Souveraineté: appui et opposition stables
Ces résultats pour le Québec n’étonnent cependant pas du tout le sondeur Sébastien Dallaire, vice-président exécutif chez Léger. «Le niveau d'appui à 33 % en faveur de la souveraineté ressemble quand même à ce qu'on mesure depuis plusieurs mois au Québec. Et si ça peut paraître surprenant de voir le 59 % d’opposition à la souveraineté de la province, qui est plus élevé qu’ailleurs au pays, c’est parce que les Québécois sont habitués de se poser la question et de se la faire poser, ce qui fait qu'il y en a beaucoup moins qui ne savent pas», fait-il valoir.
Une autre donnée du sondage va dans le même sens, soit que près du quart (23 %) des électeurs bloquistes s’opposent à la souveraineté du Québec. «Ça ressemble quand même à ce qu'on mesure pour le Parti québécois en ce moment en particulier. En fait, dans notre dernier sondage, le tiers des électeurs du Parti québécois disaient ne pas être favorables à la souveraineté du Québec», poursuit Sébastien Dallaire.
«On sait que, pour le Parti québécois, c'est effectivement une source d'inquiétude. Si le Parti québécois, tel que prévu, se met à parler de référendum dans un premier mandat lors de la prochaine campagne électorale, il y a une partie importante de son électorat qui n'est pas trop chaude à l'idée, donc ça pourrait devenir un problème.»
La souveraineté albertaine
À l’opposé, c’est en Alberta où les répondants sont les plus nombreux à être en faveur de la souveraineté de leur province – à 41 % lorsque la question est tranchée en oui ou non et jusqu’à 47 % lorsque la question ajoute des nuances. Cette réponse des Albertains laisse entrevoir une lutte fratricide très serrée si jamais un référendum se matérialise puisque la proportion d’opposants à la souveraineté de la province se situe à 44 % pour la question posée sous forme de oui ou non et atteint 48 % avec les mêmes nuances, soit un écart d’à peine un point qui est inférieur à la potentielle marge d’erreur.
«Dans les deux cas, question tranchée et question nuancée, on est très proche, n’est-ce pas?, souligne Sébastien Dallaire.
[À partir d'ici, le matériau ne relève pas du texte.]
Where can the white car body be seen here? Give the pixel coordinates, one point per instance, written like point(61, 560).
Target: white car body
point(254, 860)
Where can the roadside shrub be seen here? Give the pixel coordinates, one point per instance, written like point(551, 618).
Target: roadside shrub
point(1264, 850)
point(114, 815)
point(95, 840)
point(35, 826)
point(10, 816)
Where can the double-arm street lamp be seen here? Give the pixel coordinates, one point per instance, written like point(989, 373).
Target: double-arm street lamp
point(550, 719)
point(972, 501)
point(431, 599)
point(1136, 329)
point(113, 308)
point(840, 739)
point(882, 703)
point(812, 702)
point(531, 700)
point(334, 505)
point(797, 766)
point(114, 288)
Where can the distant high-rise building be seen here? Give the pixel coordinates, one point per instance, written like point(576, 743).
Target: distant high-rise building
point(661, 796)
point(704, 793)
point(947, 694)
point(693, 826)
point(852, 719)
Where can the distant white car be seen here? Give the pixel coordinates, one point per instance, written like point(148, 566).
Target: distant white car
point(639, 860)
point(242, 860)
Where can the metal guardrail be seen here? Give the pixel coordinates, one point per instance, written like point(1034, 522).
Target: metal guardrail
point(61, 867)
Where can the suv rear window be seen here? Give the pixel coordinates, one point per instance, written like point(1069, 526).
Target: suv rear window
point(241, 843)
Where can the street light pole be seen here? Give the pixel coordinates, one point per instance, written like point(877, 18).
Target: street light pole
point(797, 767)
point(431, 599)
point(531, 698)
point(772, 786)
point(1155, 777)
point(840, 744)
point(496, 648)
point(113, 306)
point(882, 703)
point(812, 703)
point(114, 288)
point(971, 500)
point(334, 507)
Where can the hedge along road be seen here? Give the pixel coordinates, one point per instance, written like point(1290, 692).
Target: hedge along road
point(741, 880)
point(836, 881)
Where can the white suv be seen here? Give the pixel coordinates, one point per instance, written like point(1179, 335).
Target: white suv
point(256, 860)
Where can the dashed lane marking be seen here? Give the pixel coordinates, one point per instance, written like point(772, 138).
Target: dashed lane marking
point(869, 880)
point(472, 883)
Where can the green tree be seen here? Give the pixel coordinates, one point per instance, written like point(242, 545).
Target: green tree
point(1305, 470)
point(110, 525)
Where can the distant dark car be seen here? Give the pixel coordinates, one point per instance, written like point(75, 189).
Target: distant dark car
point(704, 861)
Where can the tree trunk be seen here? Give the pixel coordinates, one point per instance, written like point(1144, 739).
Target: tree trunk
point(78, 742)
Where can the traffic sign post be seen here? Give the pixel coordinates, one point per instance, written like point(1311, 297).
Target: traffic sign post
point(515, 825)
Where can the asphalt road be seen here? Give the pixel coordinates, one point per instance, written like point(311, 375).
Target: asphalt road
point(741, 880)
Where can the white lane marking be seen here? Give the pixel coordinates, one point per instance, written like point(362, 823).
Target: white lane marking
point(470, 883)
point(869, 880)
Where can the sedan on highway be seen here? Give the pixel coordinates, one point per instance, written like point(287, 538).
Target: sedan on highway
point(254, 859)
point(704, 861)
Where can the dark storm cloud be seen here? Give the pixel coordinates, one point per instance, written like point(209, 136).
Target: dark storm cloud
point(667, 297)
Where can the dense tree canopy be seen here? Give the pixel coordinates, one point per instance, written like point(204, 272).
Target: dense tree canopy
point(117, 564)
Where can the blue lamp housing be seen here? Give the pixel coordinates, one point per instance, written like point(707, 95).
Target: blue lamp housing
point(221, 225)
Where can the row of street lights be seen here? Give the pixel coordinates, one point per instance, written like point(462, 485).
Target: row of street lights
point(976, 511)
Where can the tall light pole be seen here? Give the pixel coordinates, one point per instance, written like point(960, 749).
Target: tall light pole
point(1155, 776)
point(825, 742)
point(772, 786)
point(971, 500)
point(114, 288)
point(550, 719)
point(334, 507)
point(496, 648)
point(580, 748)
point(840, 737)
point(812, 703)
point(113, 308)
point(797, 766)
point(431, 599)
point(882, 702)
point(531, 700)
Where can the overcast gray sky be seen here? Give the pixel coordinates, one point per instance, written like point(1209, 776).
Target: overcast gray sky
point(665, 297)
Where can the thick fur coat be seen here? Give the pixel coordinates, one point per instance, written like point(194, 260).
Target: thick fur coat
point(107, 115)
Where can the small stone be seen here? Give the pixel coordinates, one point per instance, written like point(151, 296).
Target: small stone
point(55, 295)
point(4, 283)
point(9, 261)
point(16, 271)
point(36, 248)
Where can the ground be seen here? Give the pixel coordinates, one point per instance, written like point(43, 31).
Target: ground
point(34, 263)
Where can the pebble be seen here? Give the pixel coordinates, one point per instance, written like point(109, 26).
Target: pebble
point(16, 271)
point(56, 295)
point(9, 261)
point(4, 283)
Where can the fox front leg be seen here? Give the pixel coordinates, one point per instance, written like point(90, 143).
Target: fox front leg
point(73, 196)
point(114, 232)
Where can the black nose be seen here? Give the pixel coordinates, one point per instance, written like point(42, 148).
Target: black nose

En ce moment, il y a effectivement un sentiment assez fort en Alberta que les choses doivent changer et il y a un réservoir d'appui quand même assez important qu’on doit prendre au sérieux. Ce sentiment d'aliénation très clair, ça ne les rend pas nécessairement séparatistes pour autant, mais c'est très divisé. On va voir comment ça va évoluer. Il faudra être prudent dans notre analyse des prochains mois. Beaucoup de choses peuvent se passer d'ici là, mais c'est quand même un sujet à prendre au sérieux.»
Les Albertains ne sont toutefois pas des incompris de la confédération puisqu’une majorité de Canadiens (55 %) disent comprendre pourquoi l’Alberta voudrait se séparer, une proportion qui grimpe à 70 % chez les Albertains eux-mêmes.
D’autres mécontents
Le mécontentement ne s’arrête pas là, fait valoir Sébastien Dallaire, même si les pourcentages de répondants en faveur de l’indépendance de leur province ne sont pas aussi élevés. «Ce qui est intéressant, c'est de voir que, dans d'autres provinces aussi, on a un sentiment d'aliénation qui est quand même un peu palpable. Là on le voit en Ontario, avec 31 % d’appui à la souveraineté et dans le bloc Manitoba-Saskatchewan, avec 35 %.»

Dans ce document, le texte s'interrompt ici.